- Nickname: The Pit
- Motto: "Where tomorrow begins today"
- Location of Pemberton, Minnesota
- Coordinates: 44°00′31″N 93°47′02″W﻿ / ﻿44.00861°N 93.78389°W
- Country: United States
- State: Minnesota
- County: Blue Earth
- Founded: 1907
- Incorporated: April 26, 1946

Government
- • Type: Mayor - Council
- • Mayor: Ken Spielman

Area
- • Total: 0.19 sq mi (0.49 km^{2})
- • Land: 0.19 sq mi (0.49 km^{2})
- • Water: 0 sq mi (0.00 km^{2})
- Elevation: 1,047 ft (319 m)

Population (2020)
- • Total: 229
- • Estimate (2021): 232
- • Density: 1,219.6/sq mi (470.89/km^{2})
- Time zone: UTC-6 (CST)
- • Summer (DST): UTC-5 (CDT)
- ZIP code: 56078
- Area code: 507
- FIPS code: 27-50200
- GNIS feature ID: 2396175
- Website: pembertonmn

= Pemberton, Minnesota =

City in Minnesota, United States

Pemberton is a city in Blue Earth County, Minnesota, United States. The population was 229 at the 2020 census. It is part of the Mankato-North Mankato Metropolitan Statistical Area.

==History==
The area of Pemberton had businesses as early as 1894. While many of these building burned prior to the Alphabet Railroad coming through, land was platted in 1907 for the town with the plans for a depot. The town is named for one of the railroad officials.

==Geography==
According to the United States Census Bureau, the city has a total area of 0.18 sqmi, all land.

==Demographics==

Historical population
| Census | Pop. | Note | %± |
| 1950 | 152 |  | — |
| 1960 | 177 |  | 16.4% |
| 1970 | 128 |  | −27.7% |
| 1980 | 208 |  | 62.5% |
| 1990 | 228 |  | 9.6% |
| 2000 | 246 |  | 7.9% |
| 2010 | 247 |  | 0.4% |
| 2020 | 229 |  | −7.3% |
| 2021 (est.) | 232 |  | 1.3% |
U.S. Decennial Census 2020 Census

===2010 census===
As of the census of 2010, there were 247 people, 91 households, and 68 families living in the city. The population density was 1372.2 PD/sqmi. There were 98 housing units at an average density of 544.4 /sqmi. The racial makeup of the city was 98.0% White, 0.4% Asian, 1.2% from other races, and 0.4% from two or more races. Hispanic or Latino of any race were 3.2% of the population.
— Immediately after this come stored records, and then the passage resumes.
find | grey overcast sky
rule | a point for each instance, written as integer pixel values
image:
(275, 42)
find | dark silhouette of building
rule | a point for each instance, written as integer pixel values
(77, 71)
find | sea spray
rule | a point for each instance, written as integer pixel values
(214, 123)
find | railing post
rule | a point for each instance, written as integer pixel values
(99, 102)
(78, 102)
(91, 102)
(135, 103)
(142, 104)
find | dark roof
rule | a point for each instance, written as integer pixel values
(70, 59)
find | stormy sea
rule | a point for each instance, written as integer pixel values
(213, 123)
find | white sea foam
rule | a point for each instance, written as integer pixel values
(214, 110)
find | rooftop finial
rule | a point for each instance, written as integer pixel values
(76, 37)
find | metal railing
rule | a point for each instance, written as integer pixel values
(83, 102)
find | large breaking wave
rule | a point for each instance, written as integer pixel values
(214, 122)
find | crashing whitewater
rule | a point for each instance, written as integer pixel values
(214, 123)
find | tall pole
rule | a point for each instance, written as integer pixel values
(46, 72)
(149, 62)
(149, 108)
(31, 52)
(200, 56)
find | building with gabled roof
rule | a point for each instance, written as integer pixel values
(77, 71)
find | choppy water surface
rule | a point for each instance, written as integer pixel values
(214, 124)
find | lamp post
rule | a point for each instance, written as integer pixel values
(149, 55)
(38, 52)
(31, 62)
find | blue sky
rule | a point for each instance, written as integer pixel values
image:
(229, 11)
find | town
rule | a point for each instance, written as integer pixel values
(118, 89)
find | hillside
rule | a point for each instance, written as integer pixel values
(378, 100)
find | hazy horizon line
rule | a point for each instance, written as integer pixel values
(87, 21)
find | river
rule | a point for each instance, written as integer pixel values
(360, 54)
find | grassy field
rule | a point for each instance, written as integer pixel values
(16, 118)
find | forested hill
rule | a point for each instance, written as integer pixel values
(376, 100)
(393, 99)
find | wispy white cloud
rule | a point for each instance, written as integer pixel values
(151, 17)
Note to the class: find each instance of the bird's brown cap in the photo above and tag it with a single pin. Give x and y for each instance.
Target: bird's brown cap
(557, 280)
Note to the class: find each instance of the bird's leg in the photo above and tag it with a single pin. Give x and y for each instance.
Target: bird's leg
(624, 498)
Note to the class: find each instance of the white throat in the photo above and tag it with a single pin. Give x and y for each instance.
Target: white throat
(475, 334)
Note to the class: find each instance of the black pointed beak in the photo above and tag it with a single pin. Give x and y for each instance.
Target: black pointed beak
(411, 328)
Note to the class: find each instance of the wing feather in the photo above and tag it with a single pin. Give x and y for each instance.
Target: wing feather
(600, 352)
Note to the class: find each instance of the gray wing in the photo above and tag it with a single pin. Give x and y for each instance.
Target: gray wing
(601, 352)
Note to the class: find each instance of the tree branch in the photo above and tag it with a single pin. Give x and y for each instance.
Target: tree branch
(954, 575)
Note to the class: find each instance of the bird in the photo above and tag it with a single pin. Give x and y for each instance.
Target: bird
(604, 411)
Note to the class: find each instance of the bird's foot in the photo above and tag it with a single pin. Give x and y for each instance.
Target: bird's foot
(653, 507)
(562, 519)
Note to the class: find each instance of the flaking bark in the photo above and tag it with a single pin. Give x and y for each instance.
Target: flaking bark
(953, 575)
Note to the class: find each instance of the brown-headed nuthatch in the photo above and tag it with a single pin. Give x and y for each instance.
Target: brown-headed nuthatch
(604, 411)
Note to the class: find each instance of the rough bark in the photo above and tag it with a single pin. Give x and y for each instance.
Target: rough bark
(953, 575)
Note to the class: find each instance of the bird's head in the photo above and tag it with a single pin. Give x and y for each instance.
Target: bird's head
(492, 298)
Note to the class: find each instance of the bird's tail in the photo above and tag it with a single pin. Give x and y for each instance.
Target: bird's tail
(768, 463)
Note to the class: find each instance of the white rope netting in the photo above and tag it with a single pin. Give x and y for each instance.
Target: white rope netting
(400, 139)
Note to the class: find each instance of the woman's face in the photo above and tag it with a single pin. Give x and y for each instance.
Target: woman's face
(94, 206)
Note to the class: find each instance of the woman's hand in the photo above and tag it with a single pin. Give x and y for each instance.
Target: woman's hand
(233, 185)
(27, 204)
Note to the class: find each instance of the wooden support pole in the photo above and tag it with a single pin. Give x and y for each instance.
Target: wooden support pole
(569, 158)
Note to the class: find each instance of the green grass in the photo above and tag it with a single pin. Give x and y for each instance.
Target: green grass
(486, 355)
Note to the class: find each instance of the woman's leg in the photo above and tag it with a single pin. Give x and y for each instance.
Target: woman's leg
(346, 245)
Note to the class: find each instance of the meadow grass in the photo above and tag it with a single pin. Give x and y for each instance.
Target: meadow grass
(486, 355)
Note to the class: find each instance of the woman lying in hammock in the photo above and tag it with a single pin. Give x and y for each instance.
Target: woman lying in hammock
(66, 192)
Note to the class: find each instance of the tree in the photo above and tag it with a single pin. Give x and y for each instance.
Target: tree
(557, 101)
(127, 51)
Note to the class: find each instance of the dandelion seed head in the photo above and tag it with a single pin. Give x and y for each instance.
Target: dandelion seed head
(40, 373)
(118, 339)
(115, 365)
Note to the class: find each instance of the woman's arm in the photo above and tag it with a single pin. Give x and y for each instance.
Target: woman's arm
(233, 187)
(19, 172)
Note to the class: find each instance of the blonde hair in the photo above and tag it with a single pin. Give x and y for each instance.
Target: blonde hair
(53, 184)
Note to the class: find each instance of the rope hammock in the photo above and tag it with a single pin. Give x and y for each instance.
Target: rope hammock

There were 91 households, of which 37.4% had children under the age of 18 living with them, 57.1% were married couples living together, 14.3% had a female householder with no husband present, 3.3% had a male householder with no wife present, and 25.3% were non-families. 19.8% of all households were made up of individuals, and 4.4% had someone living alone who was 65 years of age or older. The average household size was 2.71 and the average family size was 3.10.

The median age in the city was 33.4 years. 30.8% of residents were under the age of 18; 6.1% were between the ages of 18 and 24; 32% were from 25 to 44; 21.9% were from 45 to 64; and 9.3% were 65 years of age or older. The gender makeup of the city was 47.4% male and 52.6% female.

===2000 census===
As of the census of 2000, there were 246 people, 84 households, and 64 families living in the city. The population density was 1,196.4 PD/sqmi. There were 86 housing units at an average density of 418.2 /sqmi. The racial makeup of the city was 99.19% White, and 0.81% from two or more races.

There were 84 households, out of which 41.7% had children under the age of 18 living with them, 64.3% were married couples living together, 8.3% had a female householder with no husband present, and 23.8% were non-families. 19.0% of all households were made up of individuals, and 7.1% had someone living alone who was 65 years of age or older. The average household size was 2.93 and the average family size was 3.44.

In the city, the population was spread out, with 29.7% under the age of 18, 12.6% from 18 to 24, 30.1% from 25 to 44, 19.9% from 45 to 64, and 7.7% who were 65 years of age or older. The median age was 31 years. For every 100 females, there were 103.3 males. For every 100 females age 18 and over, there were 98.9 males.

The median income for a household in the city was $39,167, and the median income for a family was $42,222. Males had a median income of $25,714 versus $22,361 for females. The per capita income for the city was $17,640. None of the families and 4.1% of the population were living below the poverty line, including no under eighteens and 21.1% of those over 64.